The only pieces of information we will need is the actual dollar cost for spraying as well as an quantification of how effective the spray is at eradicating mosquitos and WNV. From our data, the results were inconclusive.

We can run a quick calculation with ficticious numbers:

In [None]:
# We first estimate cost for spraying
spray_cost = 500000              # estimate $500,000 for spraying
prediction_accuracy = 0.73       # 73% model prediction accuracy
spraying_efficacy = 0.65         # 65% spraying efficacy

cost_of_spraying = spray_cost * (1/prediction_accuracy) * (1/spraying_efficacy)

# We then estimate the potential economic impact
mosquito_infection_rate = 0.005  # 0.5%
population = 10000               # We estimate 10,000 people living in affected area
cost_per_case = 21000            # provided by study mentioned above

economic_impact = mosquito_infection_rate * population * cost_per_case

print(f'The cost for spraying will be ${cost_of_spraying}.')
print(f'The potential economic impact will be ${economic_impact}.')

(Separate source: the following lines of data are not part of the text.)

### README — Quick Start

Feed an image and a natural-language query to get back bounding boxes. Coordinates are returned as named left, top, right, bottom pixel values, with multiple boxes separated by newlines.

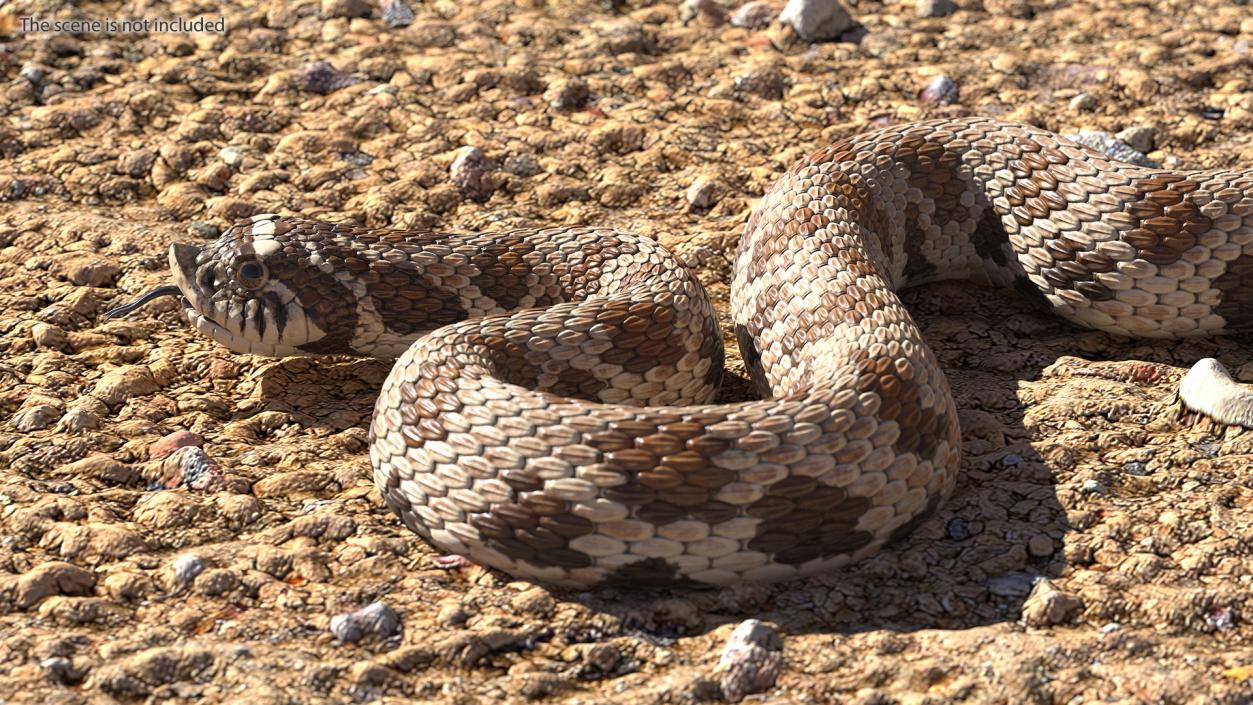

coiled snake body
left=115, top=118, right=1253, bottom=586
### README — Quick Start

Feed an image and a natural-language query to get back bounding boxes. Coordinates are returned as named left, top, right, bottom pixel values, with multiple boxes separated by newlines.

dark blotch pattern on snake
left=117, top=118, right=1253, bottom=586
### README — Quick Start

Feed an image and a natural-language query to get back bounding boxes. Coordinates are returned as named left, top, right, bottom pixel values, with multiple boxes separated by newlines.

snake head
left=109, top=214, right=356, bottom=357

The cost for spraying will be $1053740.7797681768.
The potential economic impact will be $1050000.0.


We can see above that the costs more or less even out and it will be up to the department of health to make a call in such instances. Our calculations also do not take into account the various intabgible benefits and costs arising from spraying and the West Nile Virus.

## Other Recommendations

There are also other 'cheaper' ways for the government to help reduce the spread of WNV. The Chicago budgetin 2013 showed $9,000,000 dedicated to community engaged care - promoting health through education, policy and service. The government can ramp up education on West Nile Virus and how to prevent mosquito breeding. They can educate the public on preventing stagnant water, applying insect repellent, wearing the proper attire to reduce the chances of getting bitten by mosquitos.

Other measures which they have already undertaken but can place more emphasis on is the reporting of dead birds (a key in transmission of WNV), reporting on tall grass and weeds.